Numerical models of WD explosions have found some events which produce a deflagration burning front that rises from within the star to the surface, reaching a velocity of ∼5000 km s⁻¹ at the surface with some material up to ∼10,000 km s⁻¹, but does not unbind the star (e.g., Calder et al. 2004; Livne et al. 2005). In this scenario, we expect relatively small ⁵⁶Ni (∼3 × 10⁻²M_☉) and ejecta masses.

Except for the lack of late-time [O i] emission, the higher-luminosity members of the SN 2002cx-like class are consistent with a full deflagration of a WD; however, SN 2008ha is inconsistent. On the other hand, the light curves, line velocities, composition, energetics, and host-galaxy properties of SN 2008ha are all consistent with a failed deflagration.

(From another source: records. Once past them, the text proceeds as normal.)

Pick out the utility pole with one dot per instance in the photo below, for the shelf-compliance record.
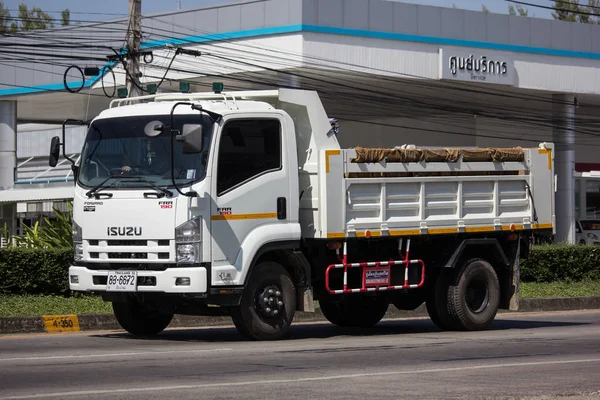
(134, 39)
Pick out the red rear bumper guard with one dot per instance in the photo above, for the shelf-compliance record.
(375, 274)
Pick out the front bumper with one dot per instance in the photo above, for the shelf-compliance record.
(157, 281)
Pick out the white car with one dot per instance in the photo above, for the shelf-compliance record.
(588, 231)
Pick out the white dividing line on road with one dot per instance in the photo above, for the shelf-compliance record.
(83, 356)
(299, 380)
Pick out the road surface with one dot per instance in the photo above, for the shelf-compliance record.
(524, 356)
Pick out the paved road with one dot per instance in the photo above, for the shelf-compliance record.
(532, 356)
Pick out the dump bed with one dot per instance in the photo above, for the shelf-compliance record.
(414, 191)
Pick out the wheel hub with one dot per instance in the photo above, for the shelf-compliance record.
(477, 295)
(270, 302)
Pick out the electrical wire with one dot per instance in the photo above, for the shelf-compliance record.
(442, 107)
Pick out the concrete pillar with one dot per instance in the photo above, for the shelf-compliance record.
(8, 156)
(563, 136)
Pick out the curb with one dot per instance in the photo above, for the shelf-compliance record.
(99, 322)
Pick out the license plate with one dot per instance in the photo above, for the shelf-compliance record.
(121, 281)
(377, 276)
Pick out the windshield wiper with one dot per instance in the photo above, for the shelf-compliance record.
(152, 185)
(94, 191)
(100, 186)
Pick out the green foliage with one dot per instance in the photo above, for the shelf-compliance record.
(520, 10)
(561, 263)
(33, 305)
(560, 289)
(574, 11)
(34, 18)
(52, 234)
(35, 271)
(28, 19)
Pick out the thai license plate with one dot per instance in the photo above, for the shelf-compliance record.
(377, 276)
(121, 281)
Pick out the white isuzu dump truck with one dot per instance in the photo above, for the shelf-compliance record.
(244, 204)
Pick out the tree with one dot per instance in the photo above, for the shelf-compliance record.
(34, 18)
(29, 19)
(65, 16)
(523, 12)
(573, 11)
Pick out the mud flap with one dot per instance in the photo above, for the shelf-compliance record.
(515, 280)
(305, 301)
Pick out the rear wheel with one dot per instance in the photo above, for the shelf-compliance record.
(268, 304)
(437, 302)
(474, 296)
(354, 310)
(139, 319)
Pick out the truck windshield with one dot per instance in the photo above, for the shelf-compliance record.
(121, 147)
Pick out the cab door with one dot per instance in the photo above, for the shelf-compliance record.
(250, 190)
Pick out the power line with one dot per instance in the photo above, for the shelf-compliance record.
(553, 8)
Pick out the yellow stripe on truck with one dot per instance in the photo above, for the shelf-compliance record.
(243, 216)
(61, 323)
(434, 231)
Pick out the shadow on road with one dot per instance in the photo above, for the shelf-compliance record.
(326, 330)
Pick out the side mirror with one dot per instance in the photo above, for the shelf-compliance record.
(54, 151)
(192, 138)
(153, 128)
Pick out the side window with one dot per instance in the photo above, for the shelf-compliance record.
(247, 148)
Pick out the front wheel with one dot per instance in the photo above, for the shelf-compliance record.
(268, 304)
(138, 319)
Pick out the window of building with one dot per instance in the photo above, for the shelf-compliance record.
(248, 148)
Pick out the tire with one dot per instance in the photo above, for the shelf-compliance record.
(139, 320)
(437, 303)
(474, 296)
(259, 320)
(355, 310)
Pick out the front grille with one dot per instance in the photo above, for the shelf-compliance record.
(132, 242)
(108, 266)
(122, 256)
(152, 250)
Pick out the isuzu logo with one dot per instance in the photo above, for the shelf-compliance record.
(124, 231)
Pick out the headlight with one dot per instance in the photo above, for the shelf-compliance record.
(189, 232)
(76, 232)
(188, 253)
(78, 251)
(77, 241)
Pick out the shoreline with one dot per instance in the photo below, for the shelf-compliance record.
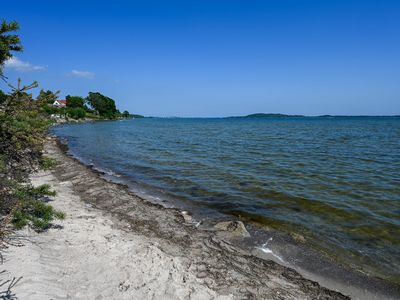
(215, 264)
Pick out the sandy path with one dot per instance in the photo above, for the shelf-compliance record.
(91, 259)
(114, 245)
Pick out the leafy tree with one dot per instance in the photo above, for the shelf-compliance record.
(75, 101)
(47, 97)
(8, 42)
(105, 106)
(126, 114)
(3, 97)
(76, 112)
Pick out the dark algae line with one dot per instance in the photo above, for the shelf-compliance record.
(332, 182)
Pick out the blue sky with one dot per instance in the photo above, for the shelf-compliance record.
(215, 58)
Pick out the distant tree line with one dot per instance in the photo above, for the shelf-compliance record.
(94, 106)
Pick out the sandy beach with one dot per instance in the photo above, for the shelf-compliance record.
(115, 245)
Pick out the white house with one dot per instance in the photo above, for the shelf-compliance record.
(60, 103)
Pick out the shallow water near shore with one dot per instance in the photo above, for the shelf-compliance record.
(332, 182)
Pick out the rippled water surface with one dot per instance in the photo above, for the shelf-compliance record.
(335, 181)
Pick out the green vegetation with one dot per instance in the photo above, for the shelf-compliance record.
(105, 106)
(75, 101)
(23, 128)
(8, 42)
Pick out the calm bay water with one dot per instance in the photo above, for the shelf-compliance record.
(336, 181)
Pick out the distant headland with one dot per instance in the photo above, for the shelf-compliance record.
(277, 115)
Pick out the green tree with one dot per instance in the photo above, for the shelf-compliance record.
(105, 106)
(126, 114)
(8, 42)
(3, 97)
(75, 101)
(47, 97)
(76, 112)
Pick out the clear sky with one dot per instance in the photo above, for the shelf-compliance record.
(215, 58)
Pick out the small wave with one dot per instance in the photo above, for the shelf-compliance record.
(264, 248)
(106, 171)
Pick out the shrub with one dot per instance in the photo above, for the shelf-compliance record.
(76, 112)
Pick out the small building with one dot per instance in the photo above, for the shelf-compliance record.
(60, 103)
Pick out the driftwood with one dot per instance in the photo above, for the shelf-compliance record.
(8, 285)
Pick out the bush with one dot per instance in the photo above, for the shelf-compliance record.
(46, 163)
(76, 112)
(32, 211)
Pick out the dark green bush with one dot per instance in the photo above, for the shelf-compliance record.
(76, 112)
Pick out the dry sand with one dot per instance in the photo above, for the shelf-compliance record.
(114, 245)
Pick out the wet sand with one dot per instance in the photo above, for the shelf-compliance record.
(115, 245)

If this model is correct for SN 2007J, the He lines must be the result of interaction with circumstellar material.

For the ".Ia supernova" model, first proposed by Bildsten et al. (2007), a binary WD system similar to AM CVn with a low accretion rate will eventually undergo a particularly luminous outburst caused by nuclear burning of a helium shell with M ≈ 0.05 M_☉. This flash will generate Fe-peak radioactive nuclei similar to an SN Ia, but the smaller mass of radioactive elements and ejected material produce a less luminous, rapid light curve, with high-velocity ejecta.

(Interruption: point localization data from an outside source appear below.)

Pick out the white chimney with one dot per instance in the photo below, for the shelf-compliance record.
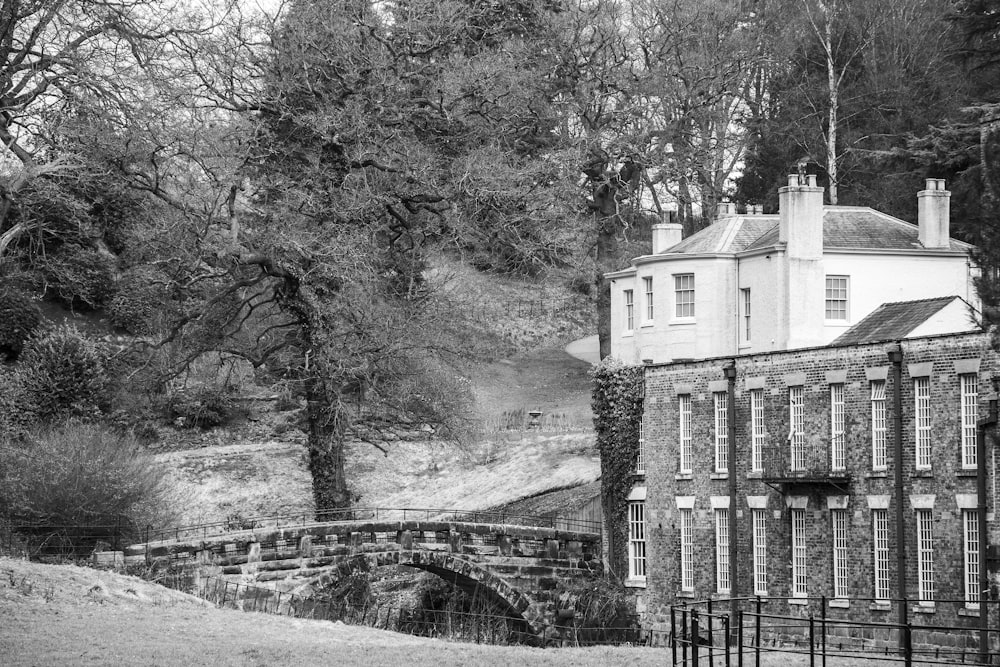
(666, 235)
(800, 211)
(934, 214)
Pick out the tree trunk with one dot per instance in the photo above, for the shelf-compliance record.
(831, 135)
(326, 449)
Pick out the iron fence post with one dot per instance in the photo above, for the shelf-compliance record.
(739, 637)
(812, 641)
(673, 635)
(695, 636)
(711, 637)
(822, 628)
(757, 638)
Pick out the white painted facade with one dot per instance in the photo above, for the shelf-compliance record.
(785, 282)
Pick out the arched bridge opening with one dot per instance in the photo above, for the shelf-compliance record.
(529, 572)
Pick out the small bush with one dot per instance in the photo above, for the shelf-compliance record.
(80, 474)
(62, 373)
(19, 318)
(205, 407)
(79, 276)
(139, 301)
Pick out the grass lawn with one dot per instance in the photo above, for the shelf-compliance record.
(70, 615)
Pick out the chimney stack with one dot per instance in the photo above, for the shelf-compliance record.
(801, 217)
(934, 214)
(666, 235)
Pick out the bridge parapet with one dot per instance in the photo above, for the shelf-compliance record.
(353, 537)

This model makes several predictions. The ⁵⁶Ni mass should be ∼10⁻² M_☉ and the absolute magnitude should be in the range of −15 to −18 mag. Since the ejecta mass should be small (similar to the mass of the helium shell, 0.05 M_☉), the rise time should be short (2–10 days). Because there is a large $M_{^{56}{\rm Ni}}/M_{\rm ej}$ ratio, the ejecta velocity should be large (∼15,000 km s⁻¹). Given that the progenitors are AM CVn systems, the host-galaxy population should be dominated by early-type galaxies. The rise time and luminosity of SN 2008ha are on the extreme edges of the ranges found by Bildsten et al. (2007). However, the ejecta velocity of SN 2008ha is much lower than that predicted, and its host galaxy is an irregular galaxy, an unlikely host for such an event (but since there are old stellar systems in all galaxies, this alone should not eliminate the model).

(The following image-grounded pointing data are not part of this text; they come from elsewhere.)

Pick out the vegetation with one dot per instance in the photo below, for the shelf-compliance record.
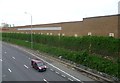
(82, 50)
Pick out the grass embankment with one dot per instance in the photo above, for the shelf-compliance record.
(81, 50)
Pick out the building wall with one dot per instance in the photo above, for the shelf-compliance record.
(100, 26)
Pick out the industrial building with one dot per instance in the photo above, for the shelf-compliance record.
(99, 26)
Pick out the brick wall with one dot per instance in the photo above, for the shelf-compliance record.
(100, 26)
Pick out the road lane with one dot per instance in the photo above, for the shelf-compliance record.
(21, 69)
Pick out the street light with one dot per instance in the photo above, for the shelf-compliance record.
(31, 30)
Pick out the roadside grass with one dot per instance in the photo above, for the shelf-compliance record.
(83, 57)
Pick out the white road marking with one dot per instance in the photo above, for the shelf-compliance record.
(70, 79)
(51, 69)
(63, 76)
(1, 60)
(45, 80)
(57, 72)
(13, 57)
(9, 70)
(52, 65)
(26, 66)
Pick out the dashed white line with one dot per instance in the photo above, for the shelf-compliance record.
(70, 79)
(63, 76)
(0, 59)
(26, 66)
(13, 57)
(53, 66)
(9, 70)
(57, 72)
(51, 69)
(45, 80)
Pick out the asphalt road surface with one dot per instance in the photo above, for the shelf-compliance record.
(16, 66)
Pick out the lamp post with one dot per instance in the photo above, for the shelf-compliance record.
(31, 30)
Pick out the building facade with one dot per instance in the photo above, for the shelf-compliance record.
(99, 26)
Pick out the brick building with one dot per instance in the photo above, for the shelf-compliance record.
(100, 26)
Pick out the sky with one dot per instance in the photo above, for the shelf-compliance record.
(53, 11)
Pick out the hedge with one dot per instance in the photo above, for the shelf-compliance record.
(80, 57)
(106, 46)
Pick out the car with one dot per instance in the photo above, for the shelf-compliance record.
(38, 65)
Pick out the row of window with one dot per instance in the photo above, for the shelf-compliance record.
(89, 33)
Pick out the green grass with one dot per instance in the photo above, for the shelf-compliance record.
(83, 57)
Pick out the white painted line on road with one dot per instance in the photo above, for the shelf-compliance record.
(0, 59)
(45, 80)
(70, 79)
(53, 66)
(51, 69)
(26, 66)
(63, 76)
(13, 57)
(57, 72)
(9, 70)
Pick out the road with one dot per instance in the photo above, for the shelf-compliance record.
(16, 67)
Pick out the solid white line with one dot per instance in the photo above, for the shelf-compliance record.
(45, 80)
(9, 70)
(26, 66)
(0, 59)
(13, 57)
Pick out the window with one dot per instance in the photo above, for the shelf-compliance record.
(89, 33)
(111, 34)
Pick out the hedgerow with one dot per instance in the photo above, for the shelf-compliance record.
(81, 50)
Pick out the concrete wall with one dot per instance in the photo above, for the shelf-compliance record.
(100, 26)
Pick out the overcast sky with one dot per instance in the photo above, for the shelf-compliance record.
(53, 11)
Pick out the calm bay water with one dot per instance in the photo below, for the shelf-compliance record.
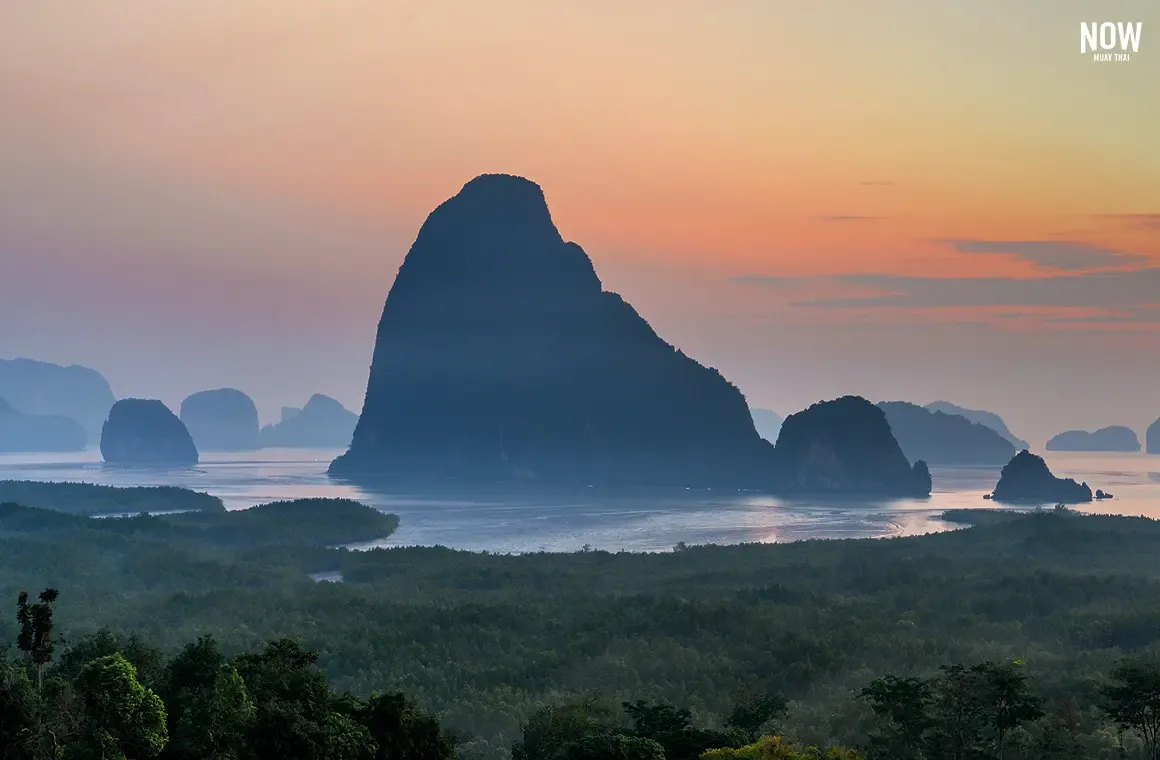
(517, 520)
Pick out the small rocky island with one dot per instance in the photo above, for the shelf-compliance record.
(981, 417)
(220, 420)
(42, 388)
(1027, 479)
(1115, 438)
(21, 432)
(323, 424)
(846, 446)
(145, 433)
(768, 424)
(939, 438)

If we take the model of Bildsten et al. (2007) and modify it so that the nuclear burning is less efficient, the explosion would produce less ⁵⁶Ni but have a similar amount of ejecta, producing a fainter event with a lower ejecta velocity, while the rise time would be approximately the same. If the kinetic energy is proportional to the ⁵⁶Ni mass, then to match the observed ejecta velocity, we would expect the ⁵⁶Ni to be a factor of ∼50 smaller than that presented by Bildsten et al. (2007). This implies $M_{^{56}{\rm Ni}} = 2 \times 10^{-3}$ M_☉, similar to what we found from an examination of the light curve in Section 4.

The inefficient version of the.Ia model appears to reproduce the properties of SN 2008ha. Since this model involves a He WD, some of the ejecta (or alternatively, circumstellar material from the mass transfer) may be unburned He. This model may explain the He emission lines present in SN 2007J, but lack of strong [O i] in the late-time spectra of SN 2002cx. However, the ejecta mass and rise times predicted by this model do not match those observed for most SN 2002cx-like objects. Additionally, the progenitor systems of this model are members of an old stellar population, so we are unlikely to have discovered these objects exclusively in spiral galaxies. Thus, this model probably does not apply to all SN 2002cx-like events.